Final / Men's Team Sprint / TISSOT UCI TRACK CYCLING WORLD CUP V, Brisbane, Australia, 深谷知広

いよいよ今月末に迫った2020年のトラック世界選手権。この大会の結果を持って東京オリンピックの出場枠が確定する。
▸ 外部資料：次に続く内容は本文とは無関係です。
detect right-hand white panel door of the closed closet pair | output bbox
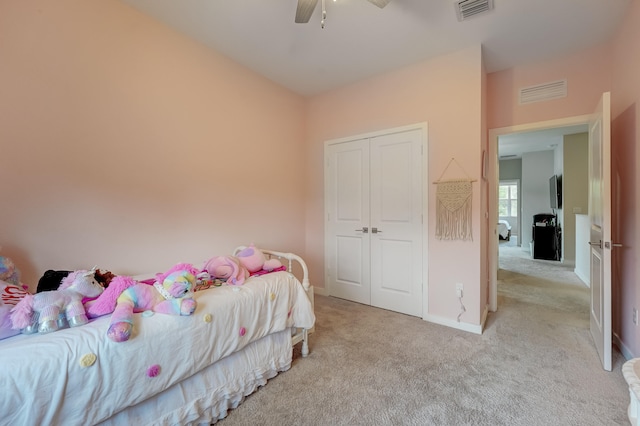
[370,130,423,317]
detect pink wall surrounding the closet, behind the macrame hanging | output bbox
[306,46,484,324]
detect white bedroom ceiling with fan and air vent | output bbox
[122,0,632,96]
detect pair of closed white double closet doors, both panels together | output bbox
[325,130,423,317]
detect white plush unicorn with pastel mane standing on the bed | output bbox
[11,269,104,334]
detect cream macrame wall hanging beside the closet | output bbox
[433,158,476,241]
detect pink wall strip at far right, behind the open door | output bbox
[611,1,640,356]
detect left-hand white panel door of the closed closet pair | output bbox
[325,139,371,305]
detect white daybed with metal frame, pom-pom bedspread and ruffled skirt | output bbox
[0,250,315,425]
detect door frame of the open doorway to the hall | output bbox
[487,114,591,312]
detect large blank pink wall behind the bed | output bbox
[0,0,304,289]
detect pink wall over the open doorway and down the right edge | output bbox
[488,2,640,356]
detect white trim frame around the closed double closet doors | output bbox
[323,121,431,319]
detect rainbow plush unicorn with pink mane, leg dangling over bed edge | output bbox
[88,263,199,342]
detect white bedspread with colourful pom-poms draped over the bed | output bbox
[0,272,315,425]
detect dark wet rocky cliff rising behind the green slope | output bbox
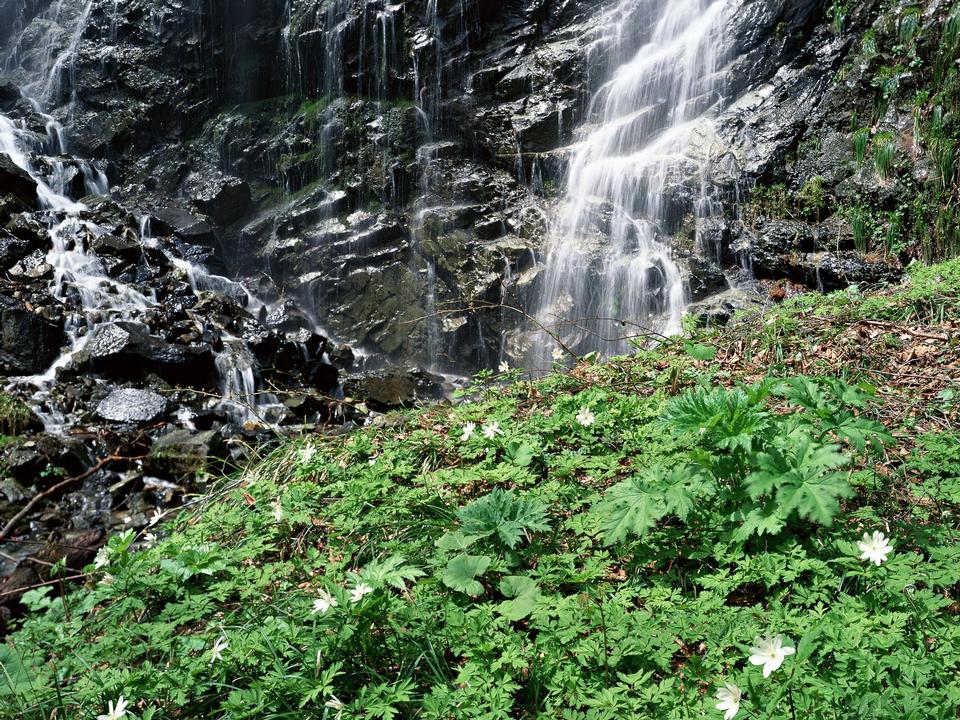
[0,0,960,584]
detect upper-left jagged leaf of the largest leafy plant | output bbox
[662,382,772,452]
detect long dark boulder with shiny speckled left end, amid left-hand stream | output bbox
[76,322,214,388]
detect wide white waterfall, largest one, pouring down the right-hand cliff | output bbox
[528,0,732,367]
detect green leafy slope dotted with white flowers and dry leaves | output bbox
[0,261,960,720]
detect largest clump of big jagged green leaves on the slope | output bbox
[593,377,892,544]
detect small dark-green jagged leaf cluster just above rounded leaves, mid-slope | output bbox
[457,488,550,550]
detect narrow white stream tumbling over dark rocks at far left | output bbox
[0,0,277,431]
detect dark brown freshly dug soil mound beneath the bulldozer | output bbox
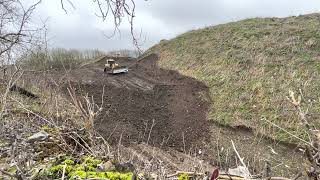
[53,54,209,150]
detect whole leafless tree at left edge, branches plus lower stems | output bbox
[0,0,44,119]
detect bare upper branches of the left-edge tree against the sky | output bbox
[0,0,43,64]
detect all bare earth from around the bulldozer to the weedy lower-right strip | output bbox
[21,54,304,177]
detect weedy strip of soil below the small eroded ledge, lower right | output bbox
[202,123,306,179]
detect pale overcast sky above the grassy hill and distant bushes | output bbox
[25,0,320,51]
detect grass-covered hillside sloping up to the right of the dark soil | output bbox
[146,14,320,141]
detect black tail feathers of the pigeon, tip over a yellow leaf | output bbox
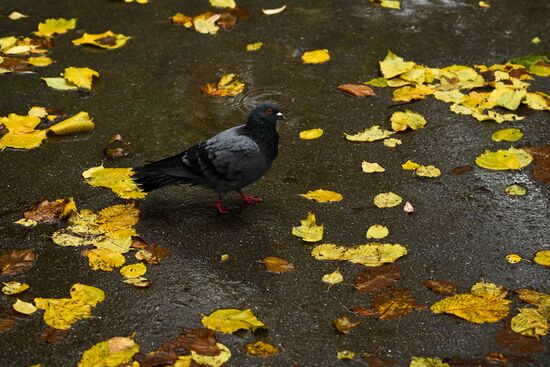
[132,155,187,192]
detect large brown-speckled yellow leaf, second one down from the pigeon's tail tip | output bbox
[52,204,139,253]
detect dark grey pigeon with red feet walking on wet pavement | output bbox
[132,103,285,214]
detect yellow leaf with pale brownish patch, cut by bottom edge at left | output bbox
[77,336,139,367]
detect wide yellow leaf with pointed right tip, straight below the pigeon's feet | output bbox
[201,308,267,333]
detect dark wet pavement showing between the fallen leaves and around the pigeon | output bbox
[0,0,550,366]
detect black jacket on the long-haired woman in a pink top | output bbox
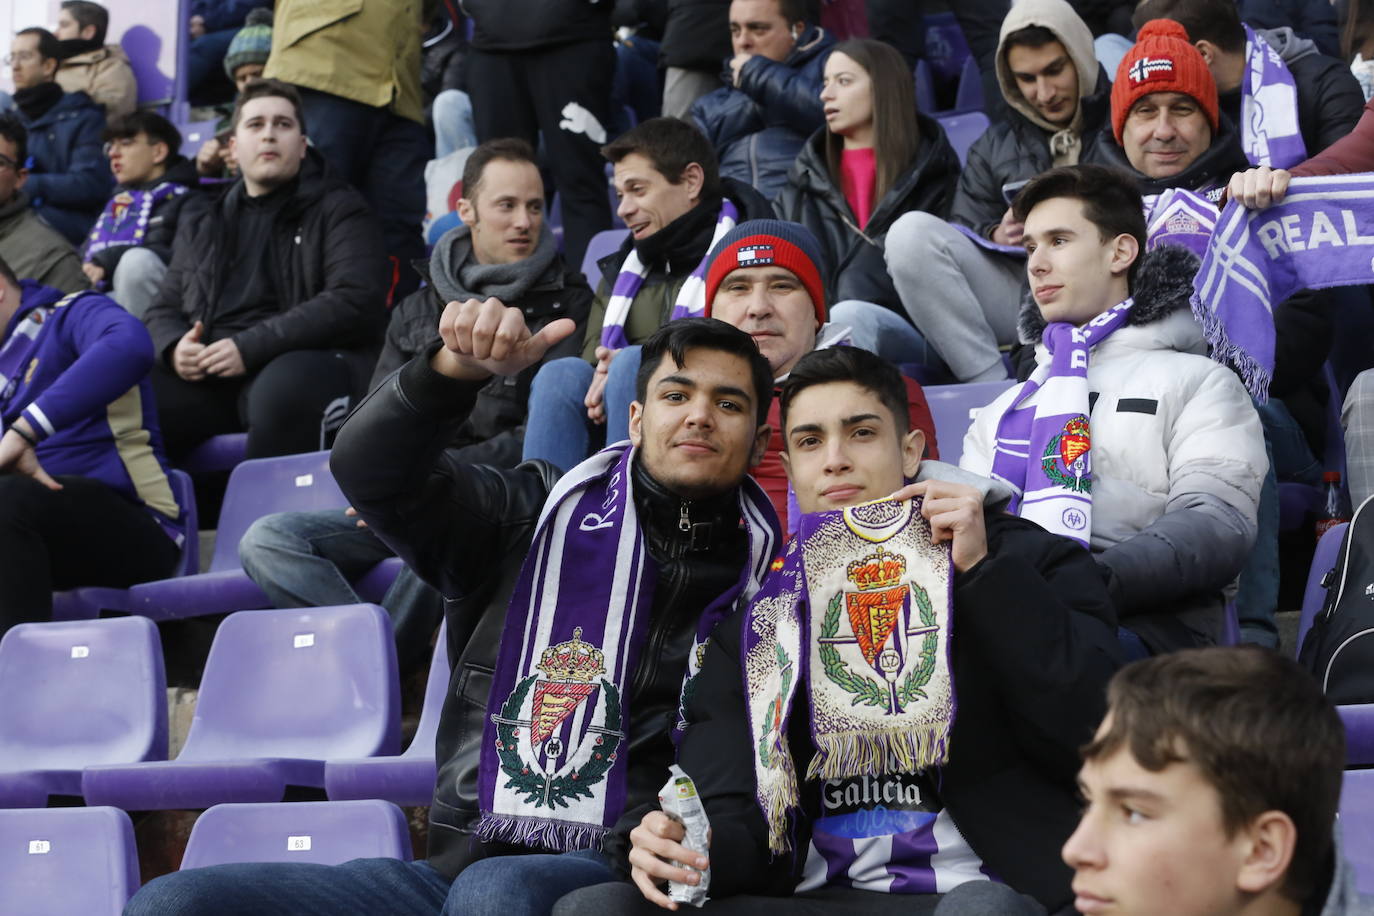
[776,114,959,314]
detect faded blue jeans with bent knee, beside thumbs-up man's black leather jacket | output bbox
[239,509,444,673]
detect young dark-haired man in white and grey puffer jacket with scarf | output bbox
[960,166,1268,655]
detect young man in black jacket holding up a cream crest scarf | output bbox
[554,347,1121,916]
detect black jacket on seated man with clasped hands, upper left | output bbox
[143,150,387,372]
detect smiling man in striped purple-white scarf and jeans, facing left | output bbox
[525,118,774,470]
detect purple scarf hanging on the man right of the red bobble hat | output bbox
[1241,26,1307,169]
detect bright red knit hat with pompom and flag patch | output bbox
[1112,19,1219,143]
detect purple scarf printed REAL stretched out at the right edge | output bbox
[1191,174,1374,401]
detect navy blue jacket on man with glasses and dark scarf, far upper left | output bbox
[21,92,114,244]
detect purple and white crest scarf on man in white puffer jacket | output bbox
[991,299,1135,547]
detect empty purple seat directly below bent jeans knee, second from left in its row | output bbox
[81,604,401,810]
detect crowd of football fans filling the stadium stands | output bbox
[0,0,1374,916]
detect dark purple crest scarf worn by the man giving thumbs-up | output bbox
[478,442,780,850]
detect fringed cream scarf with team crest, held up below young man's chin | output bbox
[741,499,955,854]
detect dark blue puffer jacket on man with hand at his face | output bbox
[691,26,835,201]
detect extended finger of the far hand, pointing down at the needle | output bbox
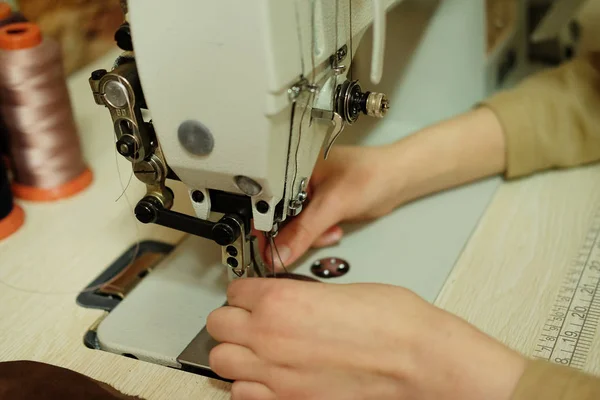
[264,188,342,267]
本記事では現在の日本の立ち位置にフォーカスし、オリンピックに出るために世界選手権で求められる結果や既にオリンピック出場が確定した種目などをご紹介していく

※2020年2月24日:男子オムニアム、男子マディソン、男子チームパシュートについて最新情報へ基づく加筆修正あり

世界選手権の結果で運命が決まる種目

本大会の結果で出場枠を獲得出来るかどうかが決まるのは下記の4種目。特に男子チームスプリントと女子マディソンからは絶対に目が離せない。

男子チームスプリント

世界選前男子TSP

※背景がグレーの国は現在圏外

上位8ヶ国が出場枠獲得となる中、日本は現在7位。ボーダーラインとなっているポーランドとは僅か90点差、ボーダー下のロシアとは240点差であり、大激戦の様相を呈している。

3位以上を確定させれば何が起きたとしても(例えロシアが優勝し、ポーランドが2位に入ったとしても)圏内に留まる可能性もあるが、その他の条件については非常に複雑であるためここでは全てを述べることができない。

そのため、ポーランド・ロシア、更には中国の走りに注目して欲しいとお伝えしたい。この中の内の2ヶ国に大きく勝ち越されることがなければ大丈夫だ。予選、一回戦で決着が付く可能性が高いため、ライブ中継や速報は必見だろう。

女子マディソン

世界選前女子MA

※背景がグレーの国は現在圏外 ※他種目から枠を獲得している国には★を記載

日本は現在ランキング11位。他種目から枠を獲得している国(国名に★を記載)を除いた上位8ヶ国が出場枠獲得となる。つまり事実上のボーダーは13位のウクライナであり、15位のスイスから下が圏外である(ドイツ・カナダは除く)。

スイスとの点差は870点であるが、マディソンは配点が通常の個人種目の倍であるため、数字ほどの差は無いというのが現状だ。

日本は10位以上を獲得すれば無条件で出場枠獲得となる。それより下の順位となる場合は、ボーダー下にいるスイスや中国がメダル圏内に入ってくると非常に危険。また、他の種目にも言えることだが、失格となると1点も獲得することが出来ないためそれだけは絶対に避けたいところ。

女子スプリント

世界選前女子SP

※背景がグレーの国は現在圏外 ※他種目から枠を獲得している国には★を記載

現状、ボーダーラインの一つ下にいるのが女子スプリント。14位のリトアニアはチームスプリントからの出場枠獲得となるため、日本が実際に追い抜かなくてはならないのは13位のイギリスとなる。その差は819点。

スプリント種目は2名分のポイントが加算されるため、まだ逆転の可能性は残っている。2名が共に準々決勝まで勝ち上がり(=8位以内)、イギリスが下位に沈んだ場合に光が差してくるだろう。

また、女子チームスプリントにてリトアニアが枠を失い、代わりにニュージーランドが枠を獲得した場合、日本はリトアニアに勝てば出場枠を獲得することが出来る。点差的にも少しハードルが下がるため、女子チームスプリントの動向についても合わせて見守りたいところだ。

女子ケイリン

世界選前女子KR

※背景がグレーの国は現在圏外 ※他種目から枠を獲得している国には★を記載

チームスプリントから枠を取得している国がランキング下位にいるため、種目別ランキングの実際のボーダーは10位のコロンビアである。

1000点以上の差があるボーダー下のアメリカに逆転される可能性は極めて低いが、現時点ではまだ確定ではない。なお、アメリカからの女子ケイリンへのエントリーが1名であった場合は、結果に関係なく日本の出場枠獲得となる。